The trillions of microorganisms in the human gastrointestinal tract are an underexplored aspect of pharmacology. Despite numerous examples of microbial effects on drug efficacy and toxicity, there is often an incomplete understanding of the underlying mechanisms. Here, we dissect the inactivation of the commonly prescribed cardiac glycoside, digoxin, by Eggerthella lenta. Whole genome transcriptional profiling, comparative genomics, and culture-based assays revealed a cytochrome-encoding operon up-regulated by digoxin, absent in non-metabolizing E. lenta strains, and predictive of the efficiency of digoxin inactivation by the human gut microbiome. Digoxin inactivation was further enhanced by microbial interactions and inhibited by arginine. Pharmacokinetic studies using gnotobiotic mice revealed that increasing dietary protein reduces the in vivo metabolism of digoxin by E. lenta, with significant changes to drug concentration in the urine and serum. These results emphasize the importance of viewing pharmacology from the perspective of both our human and microbial genomes. Overall design: RNA-Seq analysis of Eggerthella lenta cultured with or without digoxin.

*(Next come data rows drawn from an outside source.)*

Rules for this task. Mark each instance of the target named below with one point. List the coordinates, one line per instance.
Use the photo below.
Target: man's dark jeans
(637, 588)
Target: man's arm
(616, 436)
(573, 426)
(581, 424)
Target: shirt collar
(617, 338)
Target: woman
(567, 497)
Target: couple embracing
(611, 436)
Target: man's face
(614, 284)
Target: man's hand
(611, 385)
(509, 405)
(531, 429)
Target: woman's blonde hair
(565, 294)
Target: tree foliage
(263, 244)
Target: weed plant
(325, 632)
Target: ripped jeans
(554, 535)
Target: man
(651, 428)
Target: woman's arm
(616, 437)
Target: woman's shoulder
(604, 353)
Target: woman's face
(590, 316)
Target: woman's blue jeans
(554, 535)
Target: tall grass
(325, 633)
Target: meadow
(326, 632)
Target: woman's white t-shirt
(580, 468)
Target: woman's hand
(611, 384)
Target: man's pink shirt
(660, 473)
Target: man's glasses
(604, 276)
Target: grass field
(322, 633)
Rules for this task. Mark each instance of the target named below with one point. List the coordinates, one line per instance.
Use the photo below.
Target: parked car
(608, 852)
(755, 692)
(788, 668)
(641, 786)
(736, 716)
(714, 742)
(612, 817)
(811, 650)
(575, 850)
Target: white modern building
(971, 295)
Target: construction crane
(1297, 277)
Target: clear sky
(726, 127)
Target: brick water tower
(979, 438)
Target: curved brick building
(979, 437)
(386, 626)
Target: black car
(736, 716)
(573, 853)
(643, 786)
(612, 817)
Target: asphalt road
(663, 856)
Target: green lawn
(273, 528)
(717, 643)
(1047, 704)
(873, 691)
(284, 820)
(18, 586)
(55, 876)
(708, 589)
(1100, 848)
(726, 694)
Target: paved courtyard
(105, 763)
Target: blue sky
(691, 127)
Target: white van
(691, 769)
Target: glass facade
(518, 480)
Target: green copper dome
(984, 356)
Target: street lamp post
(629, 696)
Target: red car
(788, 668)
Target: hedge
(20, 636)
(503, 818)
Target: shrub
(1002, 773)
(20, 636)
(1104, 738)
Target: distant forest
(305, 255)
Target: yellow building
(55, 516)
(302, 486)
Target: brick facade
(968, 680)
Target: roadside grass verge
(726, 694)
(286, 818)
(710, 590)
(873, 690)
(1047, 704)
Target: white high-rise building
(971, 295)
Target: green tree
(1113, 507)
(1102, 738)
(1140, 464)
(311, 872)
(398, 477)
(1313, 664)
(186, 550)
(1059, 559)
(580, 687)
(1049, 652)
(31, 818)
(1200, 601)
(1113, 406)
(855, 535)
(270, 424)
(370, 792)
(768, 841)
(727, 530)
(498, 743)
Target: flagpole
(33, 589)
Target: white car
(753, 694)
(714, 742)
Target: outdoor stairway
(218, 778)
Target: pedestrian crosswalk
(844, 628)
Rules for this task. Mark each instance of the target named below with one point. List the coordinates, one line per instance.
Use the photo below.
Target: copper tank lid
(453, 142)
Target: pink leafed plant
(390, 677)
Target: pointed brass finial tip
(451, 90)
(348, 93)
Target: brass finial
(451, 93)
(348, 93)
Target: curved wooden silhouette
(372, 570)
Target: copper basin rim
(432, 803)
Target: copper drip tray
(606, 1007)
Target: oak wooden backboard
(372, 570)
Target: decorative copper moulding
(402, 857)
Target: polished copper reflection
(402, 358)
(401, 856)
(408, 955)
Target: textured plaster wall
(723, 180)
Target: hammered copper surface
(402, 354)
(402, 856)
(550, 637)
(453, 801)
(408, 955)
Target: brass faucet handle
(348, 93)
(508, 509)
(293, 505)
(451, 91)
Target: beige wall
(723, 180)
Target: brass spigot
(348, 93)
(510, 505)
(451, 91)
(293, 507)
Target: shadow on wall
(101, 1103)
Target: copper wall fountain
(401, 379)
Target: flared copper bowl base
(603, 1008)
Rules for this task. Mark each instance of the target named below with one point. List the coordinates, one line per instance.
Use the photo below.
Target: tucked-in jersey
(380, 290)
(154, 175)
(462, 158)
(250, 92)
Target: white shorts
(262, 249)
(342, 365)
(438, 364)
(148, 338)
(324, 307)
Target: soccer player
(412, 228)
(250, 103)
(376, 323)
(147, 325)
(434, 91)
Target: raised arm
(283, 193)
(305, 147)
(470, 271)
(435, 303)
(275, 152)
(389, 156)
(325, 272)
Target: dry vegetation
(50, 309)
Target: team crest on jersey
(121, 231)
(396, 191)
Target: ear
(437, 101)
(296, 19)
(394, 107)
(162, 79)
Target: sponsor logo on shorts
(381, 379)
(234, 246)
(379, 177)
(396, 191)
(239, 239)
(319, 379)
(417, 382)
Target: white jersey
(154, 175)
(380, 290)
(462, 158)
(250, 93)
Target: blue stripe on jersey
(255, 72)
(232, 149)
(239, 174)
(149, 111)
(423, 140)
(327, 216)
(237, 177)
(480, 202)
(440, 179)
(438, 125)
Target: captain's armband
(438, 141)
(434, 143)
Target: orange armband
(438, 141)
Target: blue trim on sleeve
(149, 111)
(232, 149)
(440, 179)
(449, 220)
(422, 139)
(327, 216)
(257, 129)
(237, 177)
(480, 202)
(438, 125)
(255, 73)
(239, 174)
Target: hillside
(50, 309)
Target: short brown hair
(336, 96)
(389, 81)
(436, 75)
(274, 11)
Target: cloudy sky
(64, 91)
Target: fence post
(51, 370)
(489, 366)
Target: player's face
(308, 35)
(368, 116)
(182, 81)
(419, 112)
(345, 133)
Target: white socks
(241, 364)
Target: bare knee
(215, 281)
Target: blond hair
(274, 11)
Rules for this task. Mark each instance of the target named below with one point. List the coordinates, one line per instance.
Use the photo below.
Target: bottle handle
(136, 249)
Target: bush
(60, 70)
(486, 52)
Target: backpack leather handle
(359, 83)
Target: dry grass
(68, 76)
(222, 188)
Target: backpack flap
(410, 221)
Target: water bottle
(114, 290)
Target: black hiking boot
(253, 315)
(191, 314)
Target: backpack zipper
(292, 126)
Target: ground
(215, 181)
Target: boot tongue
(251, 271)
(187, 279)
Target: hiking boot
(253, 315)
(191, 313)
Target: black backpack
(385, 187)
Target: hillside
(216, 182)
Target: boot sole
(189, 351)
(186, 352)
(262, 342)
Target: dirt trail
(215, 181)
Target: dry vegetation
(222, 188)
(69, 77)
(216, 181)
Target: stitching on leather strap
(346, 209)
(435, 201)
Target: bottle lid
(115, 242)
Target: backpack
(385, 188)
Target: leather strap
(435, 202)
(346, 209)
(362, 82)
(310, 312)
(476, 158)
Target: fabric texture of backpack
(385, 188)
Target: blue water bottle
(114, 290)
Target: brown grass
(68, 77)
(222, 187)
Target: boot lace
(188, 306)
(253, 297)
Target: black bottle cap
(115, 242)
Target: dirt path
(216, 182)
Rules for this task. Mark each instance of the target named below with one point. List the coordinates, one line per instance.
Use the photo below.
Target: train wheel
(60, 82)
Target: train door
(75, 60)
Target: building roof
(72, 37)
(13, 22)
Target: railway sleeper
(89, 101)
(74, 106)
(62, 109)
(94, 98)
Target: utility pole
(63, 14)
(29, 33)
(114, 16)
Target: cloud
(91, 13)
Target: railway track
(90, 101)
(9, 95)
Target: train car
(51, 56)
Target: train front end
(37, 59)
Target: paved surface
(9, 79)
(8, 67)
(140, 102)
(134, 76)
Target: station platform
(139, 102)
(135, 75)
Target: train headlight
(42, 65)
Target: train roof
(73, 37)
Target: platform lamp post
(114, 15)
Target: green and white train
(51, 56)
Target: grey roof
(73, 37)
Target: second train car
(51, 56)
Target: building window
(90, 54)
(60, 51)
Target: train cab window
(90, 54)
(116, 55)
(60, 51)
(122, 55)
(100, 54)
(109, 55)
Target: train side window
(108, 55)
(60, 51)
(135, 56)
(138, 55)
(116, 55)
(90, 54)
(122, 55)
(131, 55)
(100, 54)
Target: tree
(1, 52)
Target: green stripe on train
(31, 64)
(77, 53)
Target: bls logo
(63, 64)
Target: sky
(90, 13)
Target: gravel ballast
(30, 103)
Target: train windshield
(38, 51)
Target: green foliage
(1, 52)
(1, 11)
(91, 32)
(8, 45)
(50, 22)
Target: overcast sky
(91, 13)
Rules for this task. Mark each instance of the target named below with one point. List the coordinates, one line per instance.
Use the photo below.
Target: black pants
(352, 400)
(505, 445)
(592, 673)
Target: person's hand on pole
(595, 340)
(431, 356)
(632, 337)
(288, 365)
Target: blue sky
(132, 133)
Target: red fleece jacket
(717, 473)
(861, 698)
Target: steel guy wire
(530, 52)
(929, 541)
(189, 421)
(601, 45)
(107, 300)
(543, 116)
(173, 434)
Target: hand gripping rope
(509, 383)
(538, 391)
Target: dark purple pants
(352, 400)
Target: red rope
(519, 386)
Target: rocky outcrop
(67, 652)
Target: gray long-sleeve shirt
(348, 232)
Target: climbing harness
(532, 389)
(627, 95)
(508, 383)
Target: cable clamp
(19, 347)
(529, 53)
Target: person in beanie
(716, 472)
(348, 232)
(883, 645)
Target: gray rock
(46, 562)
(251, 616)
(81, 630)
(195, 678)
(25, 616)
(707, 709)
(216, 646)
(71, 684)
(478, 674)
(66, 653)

人类胃肠道内的万亿级共生微生物是药理学领域尚未得到充分探索的重要方向。尽管已有大量研究证实微生物可对药物疗效与毒性产生影响，但学界对其背后的分子机制往往仍缺乏完整认知。本研究针对卵形真杆菌（Eggerthella lenta）对临床常用强心苷类药物（cardiac glycoside）地高辛（digoxin）的灭活作用进行了系统解析。通过全基因组转录组分析、比较基因组学与体外培养实验，我们发现一处可被地高辛诱导上调的细胞色素编码操纵子；该操纵子在无法代谢地高辛的卵形真杆菌菌株中缺失，且可用于预测人体肠道微生物组对地高辛的灭活效率。微生物群落间的相互作用可进一步增强地高辛的灭活过程，而精氨酸则会对该过程产生抑制作用。利用悉生小鼠（gnotobiotic）开展的药代动力学研究显示，提高膳食蛋白质摄入水平可降低卵形真杆菌在体内对地高辛的代谢活性，进而显著改变尿液与血清中的药物浓度。上述研究结果凸显了从人类基因组与微生物组双重视角开展药理学研究的重要性。整体实验设计：对添加或不添加地高辛的卵形真杆菌培养物进行RNA测序（RNA-Seq）分析。